16. The method of claim 15, wherein the first message indicates the first identified object as at least one of solid or liquid object; and
the cleaning task comprises a vacuum action, wherein the first message indicates the first identified object as the solid object; or
the cleaning task comprises a mopping action, wherein the first message indicates the first identified object as the liquid object.
17. The method of claim 15, wherein resuming the clean task comprises:
releasing at least one type of cleaning solution; and
performing a mopping action after a time period from spraying the at least one type of cleaning solution.

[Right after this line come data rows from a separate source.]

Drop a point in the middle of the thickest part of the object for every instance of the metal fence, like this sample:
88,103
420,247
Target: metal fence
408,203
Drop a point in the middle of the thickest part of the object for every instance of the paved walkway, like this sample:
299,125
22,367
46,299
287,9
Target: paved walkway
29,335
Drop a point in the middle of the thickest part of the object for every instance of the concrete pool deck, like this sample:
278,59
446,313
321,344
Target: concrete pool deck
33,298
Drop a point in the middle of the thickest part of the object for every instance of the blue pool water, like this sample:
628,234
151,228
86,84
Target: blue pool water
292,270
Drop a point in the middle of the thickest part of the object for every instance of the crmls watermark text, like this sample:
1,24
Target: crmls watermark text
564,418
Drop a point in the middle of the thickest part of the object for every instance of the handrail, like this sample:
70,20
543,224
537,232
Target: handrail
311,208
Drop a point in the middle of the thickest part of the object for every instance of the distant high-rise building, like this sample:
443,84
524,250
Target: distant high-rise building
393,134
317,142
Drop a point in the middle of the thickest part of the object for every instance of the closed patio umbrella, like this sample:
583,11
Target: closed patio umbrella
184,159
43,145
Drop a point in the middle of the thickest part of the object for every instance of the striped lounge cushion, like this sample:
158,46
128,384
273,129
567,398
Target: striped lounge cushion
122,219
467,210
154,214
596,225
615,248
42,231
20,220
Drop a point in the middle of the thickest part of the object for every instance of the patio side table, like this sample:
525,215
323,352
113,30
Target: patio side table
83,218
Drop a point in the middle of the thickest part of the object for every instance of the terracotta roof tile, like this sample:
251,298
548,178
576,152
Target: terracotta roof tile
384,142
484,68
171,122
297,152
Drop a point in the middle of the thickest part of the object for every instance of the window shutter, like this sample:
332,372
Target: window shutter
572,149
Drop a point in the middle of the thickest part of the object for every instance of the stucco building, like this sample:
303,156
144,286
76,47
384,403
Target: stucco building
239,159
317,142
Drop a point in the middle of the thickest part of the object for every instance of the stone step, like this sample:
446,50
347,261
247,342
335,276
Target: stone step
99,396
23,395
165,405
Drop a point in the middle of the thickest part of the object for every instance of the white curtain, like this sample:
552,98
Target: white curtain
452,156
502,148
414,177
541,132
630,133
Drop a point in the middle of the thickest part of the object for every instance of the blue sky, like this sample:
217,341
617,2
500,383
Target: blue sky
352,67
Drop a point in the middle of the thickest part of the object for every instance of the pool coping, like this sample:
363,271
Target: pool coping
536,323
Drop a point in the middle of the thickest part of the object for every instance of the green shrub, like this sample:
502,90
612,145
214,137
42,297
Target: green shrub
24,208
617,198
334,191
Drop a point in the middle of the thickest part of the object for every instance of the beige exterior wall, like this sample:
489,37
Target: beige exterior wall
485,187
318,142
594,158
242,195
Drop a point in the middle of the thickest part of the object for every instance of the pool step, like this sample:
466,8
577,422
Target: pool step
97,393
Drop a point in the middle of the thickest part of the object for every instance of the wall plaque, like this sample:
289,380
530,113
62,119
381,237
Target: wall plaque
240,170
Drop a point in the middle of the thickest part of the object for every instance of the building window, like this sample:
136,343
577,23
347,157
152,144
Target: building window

18. The method of claim 15, suspending, based on the status indicating a suspended status, the cleaning task; and
wherein the suspended status is based on:
a distance between the first identified object and a second identified object being less than a threshold distance.
19. The method of claim 15, resuming, based on the status indicating a resume status, the cleaning task; and wherein the resume status is based on:
a distance between the first identified object and a second identified object being more than a threshold distance.
20. The method of claim 15, wherein resuming the clean task comprises:
performing the cleaning task; and
sending a third message, wherein the third message indicates a result of the cleaning task.